I came across a fabulous article earlier this week posted on Mother Earth News titled “How to Work: The Most Important Self-Reliance Skill Ever” and wanted to share it with you. The article itself is fantastic and outlines some worth ethics and skills that all homesteaders really ought to have, as well as some tips and tricks. But, it got me to thinking. Is learning how to work a skill? And if it is, what does that say about our society?
I feel like now, more than ever, hard work and good work ethics are something incredibly hard to come by. It constantly amazes me how many shortcuts my friends take on simple things like cooking and cleaning (and how seldom it is actually an improvement). I am always surprised by how pleased my employers are when I simply do what they ask and what they pay me for. It makes me wonder if all of these modern conveniences are really helping or hindering us.

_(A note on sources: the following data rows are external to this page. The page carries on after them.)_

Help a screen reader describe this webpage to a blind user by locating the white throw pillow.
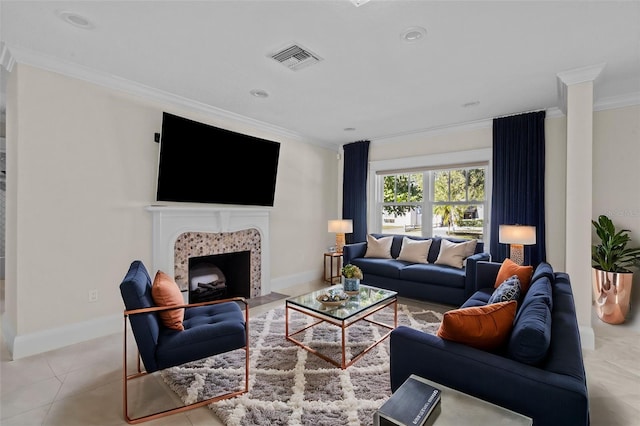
[435,238,478,268]
[364,235,393,259]
[398,237,432,263]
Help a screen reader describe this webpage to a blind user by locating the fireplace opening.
[188,250,251,303]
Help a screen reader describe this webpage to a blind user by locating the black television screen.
[157,112,280,206]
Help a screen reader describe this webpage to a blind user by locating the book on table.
[373,374,441,426]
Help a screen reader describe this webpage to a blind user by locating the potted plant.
[591,215,640,324]
[342,263,362,292]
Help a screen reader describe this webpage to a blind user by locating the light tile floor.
[0,283,640,426]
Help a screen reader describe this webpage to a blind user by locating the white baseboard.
[578,325,596,350]
[2,314,124,360]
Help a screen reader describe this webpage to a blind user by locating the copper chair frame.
[122,297,249,424]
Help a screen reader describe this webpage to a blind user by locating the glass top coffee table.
[285,284,398,370]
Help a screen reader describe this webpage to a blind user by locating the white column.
[558,64,604,349]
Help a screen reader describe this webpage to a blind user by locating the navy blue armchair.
[120,260,249,424]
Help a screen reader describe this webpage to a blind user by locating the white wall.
[3,64,338,357]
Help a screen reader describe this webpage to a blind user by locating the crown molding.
[556,62,607,114]
[593,92,640,111]
[2,44,336,149]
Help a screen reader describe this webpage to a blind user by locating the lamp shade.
[498,225,536,245]
[328,219,353,234]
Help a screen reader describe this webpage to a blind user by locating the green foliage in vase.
[342,263,362,280]
[591,215,640,272]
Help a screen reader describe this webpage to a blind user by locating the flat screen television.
[157,112,280,206]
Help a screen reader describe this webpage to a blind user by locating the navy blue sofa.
[390,262,589,426]
[343,234,490,306]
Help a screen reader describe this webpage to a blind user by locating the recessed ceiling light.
[56,10,95,30]
[462,101,480,108]
[400,27,427,43]
[249,89,269,98]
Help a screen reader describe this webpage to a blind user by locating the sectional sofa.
[390,262,589,426]
[343,234,489,306]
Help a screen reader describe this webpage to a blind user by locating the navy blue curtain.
[342,141,369,244]
[490,111,547,266]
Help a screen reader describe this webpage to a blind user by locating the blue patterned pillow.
[487,275,521,304]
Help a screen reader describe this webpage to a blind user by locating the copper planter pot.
[591,268,633,324]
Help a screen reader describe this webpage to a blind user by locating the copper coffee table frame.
[285,285,398,370]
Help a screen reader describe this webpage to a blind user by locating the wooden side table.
[324,253,342,284]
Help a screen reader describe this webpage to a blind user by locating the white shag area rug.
[162,304,446,426]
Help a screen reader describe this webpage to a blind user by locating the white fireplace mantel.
[146,205,271,295]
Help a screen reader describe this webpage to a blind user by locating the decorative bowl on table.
[316,293,349,306]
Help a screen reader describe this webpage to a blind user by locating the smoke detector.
[269,44,322,71]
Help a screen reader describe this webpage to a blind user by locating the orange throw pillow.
[437,300,517,351]
[493,258,533,294]
[151,271,184,330]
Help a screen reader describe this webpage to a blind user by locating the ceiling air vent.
[269,44,322,71]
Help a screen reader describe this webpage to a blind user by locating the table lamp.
[328,219,353,253]
[498,225,536,265]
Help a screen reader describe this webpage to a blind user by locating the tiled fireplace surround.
[146,206,271,297]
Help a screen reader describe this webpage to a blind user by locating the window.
[376,164,487,239]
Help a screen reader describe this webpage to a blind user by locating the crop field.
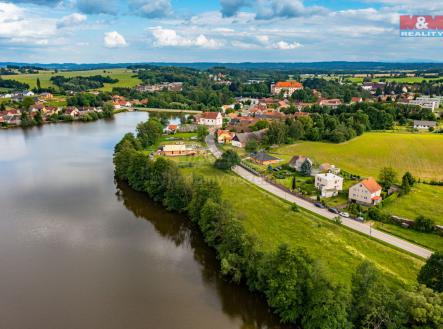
[272,132,443,180]
[383,182,443,226]
[182,158,423,285]
[346,77,443,84]
[2,69,141,91]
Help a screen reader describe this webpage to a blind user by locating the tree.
[417,251,443,292]
[300,159,312,176]
[245,139,258,153]
[402,171,416,187]
[351,261,406,328]
[378,167,397,190]
[259,245,312,323]
[197,125,209,142]
[413,215,435,232]
[214,150,241,170]
[401,285,443,328]
[137,118,163,147]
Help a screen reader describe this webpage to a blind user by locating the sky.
[0,0,443,63]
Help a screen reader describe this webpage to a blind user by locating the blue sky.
[0,0,443,63]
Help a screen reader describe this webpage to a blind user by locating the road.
[206,134,432,258]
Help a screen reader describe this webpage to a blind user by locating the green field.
[373,222,443,251]
[182,159,423,284]
[1,69,141,91]
[272,132,443,180]
[346,77,442,83]
[383,183,443,224]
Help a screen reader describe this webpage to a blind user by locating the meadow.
[180,157,423,285]
[345,77,442,84]
[1,68,141,91]
[271,132,443,180]
[383,182,443,226]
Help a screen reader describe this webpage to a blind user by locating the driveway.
[206,134,432,258]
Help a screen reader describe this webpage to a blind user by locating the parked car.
[314,202,326,209]
[328,207,340,215]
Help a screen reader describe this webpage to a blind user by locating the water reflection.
[116,181,293,329]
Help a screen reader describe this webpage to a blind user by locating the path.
[206,134,432,258]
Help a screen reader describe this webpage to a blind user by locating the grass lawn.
[182,158,424,285]
[383,183,443,224]
[373,222,443,251]
[2,68,141,91]
[272,132,443,180]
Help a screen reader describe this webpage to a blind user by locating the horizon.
[0,0,443,64]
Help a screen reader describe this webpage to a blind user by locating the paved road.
[206,135,432,258]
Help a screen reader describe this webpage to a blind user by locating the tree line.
[113,129,443,329]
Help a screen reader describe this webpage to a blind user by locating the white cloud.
[152,27,223,49]
[57,13,87,29]
[129,0,172,18]
[272,41,302,50]
[103,31,127,48]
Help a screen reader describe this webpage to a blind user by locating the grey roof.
[251,152,280,162]
[414,120,437,127]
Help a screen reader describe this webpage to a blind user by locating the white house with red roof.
[271,81,303,97]
[349,178,382,206]
[197,112,223,128]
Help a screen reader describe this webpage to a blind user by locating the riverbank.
[114,123,440,328]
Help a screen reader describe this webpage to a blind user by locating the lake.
[0,113,288,329]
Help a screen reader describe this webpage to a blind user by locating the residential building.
[163,124,178,134]
[271,81,303,97]
[217,129,235,144]
[231,129,267,148]
[136,82,183,93]
[288,155,314,172]
[315,173,343,198]
[349,178,382,206]
[319,98,342,109]
[197,112,223,128]
[414,120,437,129]
[250,152,281,166]
[160,144,197,156]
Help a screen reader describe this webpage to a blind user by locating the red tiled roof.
[202,112,218,120]
[361,178,381,193]
[275,81,303,88]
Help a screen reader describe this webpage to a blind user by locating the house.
[160,144,197,156]
[163,124,178,134]
[250,152,281,166]
[197,112,223,128]
[288,155,314,172]
[315,173,343,198]
[349,178,382,206]
[38,93,54,100]
[217,129,235,144]
[414,120,437,129]
[231,129,267,148]
[319,98,342,109]
[65,107,80,118]
[271,81,303,97]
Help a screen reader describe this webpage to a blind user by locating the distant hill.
[0,61,443,73]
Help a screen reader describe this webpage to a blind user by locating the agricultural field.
[271,132,443,180]
[345,77,443,84]
[2,69,141,91]
[182,157,424,285]
[383,182,443,226]
[372,222,443,252]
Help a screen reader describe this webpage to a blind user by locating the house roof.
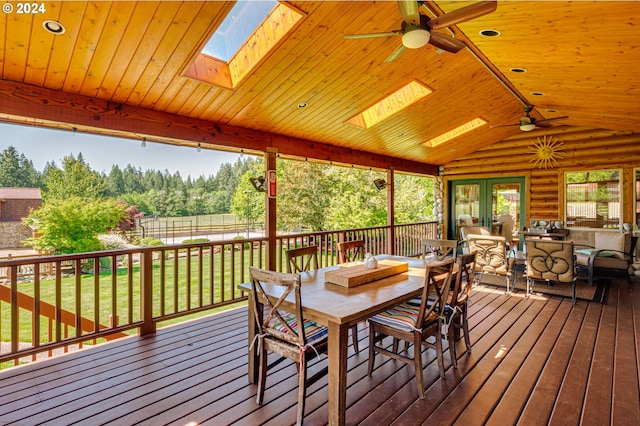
[0,187,42,200]
[0,0,640,172]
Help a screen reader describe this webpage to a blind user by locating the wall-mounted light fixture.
[249,176,267,192]
[373,179,387,191]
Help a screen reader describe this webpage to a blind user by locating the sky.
[0,123,240,179]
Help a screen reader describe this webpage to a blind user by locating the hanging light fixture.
[249,176,267,192]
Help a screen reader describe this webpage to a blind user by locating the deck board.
[0,279,640,426]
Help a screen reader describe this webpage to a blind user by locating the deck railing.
[0,222,437,367]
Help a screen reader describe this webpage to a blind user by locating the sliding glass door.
[448,177,526,250]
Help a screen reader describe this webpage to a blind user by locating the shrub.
[98,234,128,250]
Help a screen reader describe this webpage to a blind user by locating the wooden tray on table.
[324,259,409,287]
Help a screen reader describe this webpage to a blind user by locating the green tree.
[394,173,435,224]
[327,167,387,229]
[0,146,41,188]
[277,160,336,231]
[23,195,126,254]
[231,171,265,230]
[44,154,107,201]
[107,164,125,197]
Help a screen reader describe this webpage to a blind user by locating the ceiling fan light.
[402,29,431,49]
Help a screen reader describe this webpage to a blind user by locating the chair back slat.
[287,246,318,273]
[449,251,476,308]
[416,258,454,329]
[422,239,458,260]
[338,240,364,263]
[249,266,306,347]
[525,239,576,283]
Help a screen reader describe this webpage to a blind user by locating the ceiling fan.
[491,106,569,132]
[344,0,497,62]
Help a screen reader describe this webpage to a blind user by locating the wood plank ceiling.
[0,1,640,171]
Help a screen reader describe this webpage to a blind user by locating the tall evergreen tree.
[44,153,107,201]
[0,146,41,188]
[107,164,125,197]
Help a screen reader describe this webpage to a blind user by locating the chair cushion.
[576,249,615,257]
[593,232,631,259]
[369,297,437,331]
[268,311,329,345]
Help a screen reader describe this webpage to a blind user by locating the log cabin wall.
[440,126,640,223]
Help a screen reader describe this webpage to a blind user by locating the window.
[565,170,622,229]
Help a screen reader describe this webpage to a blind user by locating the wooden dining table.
[238,255,452,425]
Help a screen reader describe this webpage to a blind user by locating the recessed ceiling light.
[42,19,65,34]
[480,29,501,37]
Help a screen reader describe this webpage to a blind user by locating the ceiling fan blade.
[536,115,569,126]
[429,31,467,53]
[489,123,520,129]
[343,30,402,39]
[429,1,498,30]
[384,44,407,64]
[398,0,420,25]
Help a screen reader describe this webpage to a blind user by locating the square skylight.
[202,0,278,62]
[347,81,432,129]
[423,117,487,147]
[185,0,305,89]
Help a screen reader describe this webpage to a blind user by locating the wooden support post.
[387,167,396,254]
[264,148,278,271]
[140,249,156,336]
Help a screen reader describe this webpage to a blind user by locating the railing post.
[140,249,156,336]
[264,148,278,271]
[387,167,396,254]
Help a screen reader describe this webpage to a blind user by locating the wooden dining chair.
[286,246,318,273]
[445,252,476,367]
[306,240,364,353]
[422,238,458,260]
[338,240,364,263]
[369,258,454,399]
[249,266,328,425]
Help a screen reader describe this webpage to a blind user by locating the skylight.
[184,0,305,89]
[202,0,278,62]
[347,81,431,129]
[423,117,487,147]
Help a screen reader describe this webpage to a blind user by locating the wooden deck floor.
[0,280,640,425]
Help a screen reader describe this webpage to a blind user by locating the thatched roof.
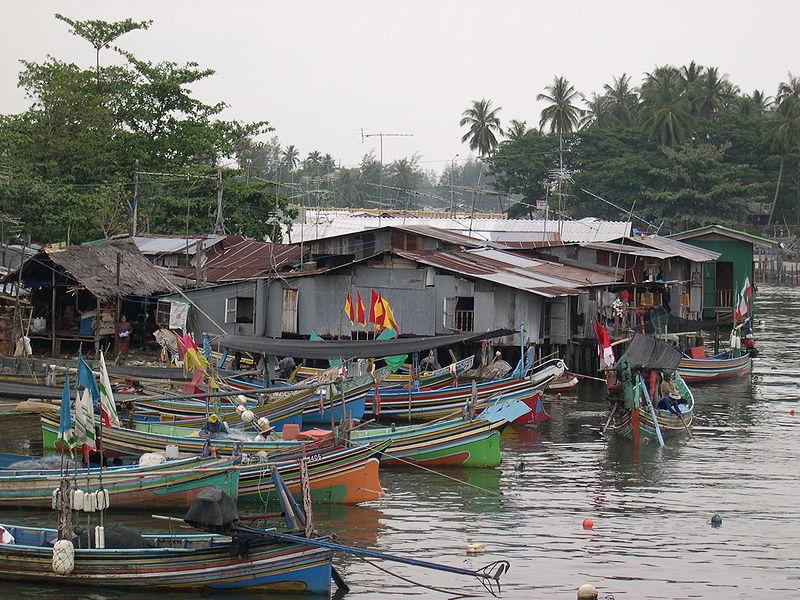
[41,238,178,299]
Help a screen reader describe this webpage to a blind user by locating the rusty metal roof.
[198,239,300,283]
[393,248,616,298]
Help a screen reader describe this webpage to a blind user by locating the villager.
[117,315,131,358]
[203,413,228,433]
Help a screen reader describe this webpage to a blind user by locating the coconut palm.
[581,93,617,127]
[281,144,300,173]
[692,67,734,118]
[536,77,584,138]
[769,91,800,225]
[603,73,639,127]
[640,67,689,146]
[459,98,503,156]
[504,119,528,142]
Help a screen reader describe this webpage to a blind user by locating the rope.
[357,556,480,598]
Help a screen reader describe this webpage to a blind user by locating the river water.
[0,286,800,600]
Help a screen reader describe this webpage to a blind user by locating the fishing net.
[183,488,239,529]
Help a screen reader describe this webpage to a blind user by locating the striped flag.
[99,351,121,427]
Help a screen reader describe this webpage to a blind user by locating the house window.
[225,296,254,323]
[281,289,297,333]
[444,296,475,331]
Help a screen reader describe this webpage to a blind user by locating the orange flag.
[344,292,356,323]
[356,291,367,327]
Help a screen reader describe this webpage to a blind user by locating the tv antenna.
[361,127,414,166]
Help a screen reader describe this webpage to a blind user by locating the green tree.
[459,98,503,156]
[504,119,528,142]
[640,67,689,147]
[603,73,639,127]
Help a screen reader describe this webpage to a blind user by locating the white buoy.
[94,525,106,548]
[53,540,75,575]
[72,490,86,510]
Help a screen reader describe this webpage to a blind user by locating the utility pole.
[361,127,414,207]
[131,158,139,237]
[214,168,225,235]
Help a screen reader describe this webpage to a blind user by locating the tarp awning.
[618,333,683,371]
[220,329,516,360]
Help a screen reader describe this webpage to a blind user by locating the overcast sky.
[0,0,800,170]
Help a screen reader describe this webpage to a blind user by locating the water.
[0,286,800,600]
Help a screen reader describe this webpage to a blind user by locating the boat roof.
[220,329,516,359]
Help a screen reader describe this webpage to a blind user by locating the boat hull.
[678,352,753,383]
[0,526,333,596]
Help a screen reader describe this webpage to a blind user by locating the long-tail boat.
[367,359,566,424]
[351,400,530,467]
[678,350,753,383]
[0,458,239,508]
[606,333,694,445]
[0,525,333,595]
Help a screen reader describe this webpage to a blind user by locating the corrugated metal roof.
[630,235,721,262]
[394,248,614,298]
[580,242,674,260]
[198,240,300,283]
[283,209,631,244]
[133,235,226,256]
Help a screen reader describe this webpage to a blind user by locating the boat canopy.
[220,329,516,359]
[617,333,683,371]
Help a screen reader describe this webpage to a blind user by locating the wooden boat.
[236,440,392,504]
[367,359,566,424]
[0,525,333,596]
[41,415,391,504]
[351,400,530,467]
[0,458,239,509]
[678,350,753,383]
[606,333,694,445]
[609,373,694,442]
[136,370,388,431]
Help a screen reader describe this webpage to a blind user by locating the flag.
[381,298,400,335]
[369,290,384,331]
[356,291,367,327]
[344,292,356,323]
[594,319,615,367]
[99,352,121,427]
[58,370,73,442]
[77,355,100,404]
[69,388,97,462]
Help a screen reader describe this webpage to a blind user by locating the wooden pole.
[50,269,56,356]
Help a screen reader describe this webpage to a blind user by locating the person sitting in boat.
[203,413,229,433]
[658,391,682,417]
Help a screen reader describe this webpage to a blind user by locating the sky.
[0,0,800,171]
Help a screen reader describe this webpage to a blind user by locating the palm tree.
[603,73,639,127]
[459,98,503,156]
[678,61,705,116]
[536,77,584,138]
[580,93,617,128]
[739,90,772,117]
[640,67,689,147]
[768,98,800,225]
[693,67,734,118]
[281,144,300,173]
[504,119,528,142]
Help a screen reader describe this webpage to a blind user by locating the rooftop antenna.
[361,127,414,209]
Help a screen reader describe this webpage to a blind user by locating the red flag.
[369,290,385,330]
[356,291,367,327]
[344,292,356,323]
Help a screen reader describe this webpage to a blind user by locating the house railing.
[716,290,733,308]
[453,310,475,331]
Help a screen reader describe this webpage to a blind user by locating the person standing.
[117,315,131,358]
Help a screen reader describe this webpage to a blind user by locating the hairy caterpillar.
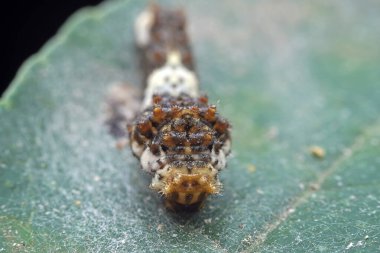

Now, don’t get me wrong, I love my modern conveniences (I’d be out of work without the internet and a computer after all). But, there is just something so much more satisfying in doing things the old-fashioned way and in really getting your hands dirty. In making mistakes, figuring it out and sometimes making do. In other words: working.
But then again, maybe I’m just having a bout of pessimism. I mean, if no one worked, how would anything get done, right? We don’t have robot butlers to fix everything for us just yet, so surely working isn’t quite a lost art. What do you think? Is working a skill, and is it something that people even have anymore?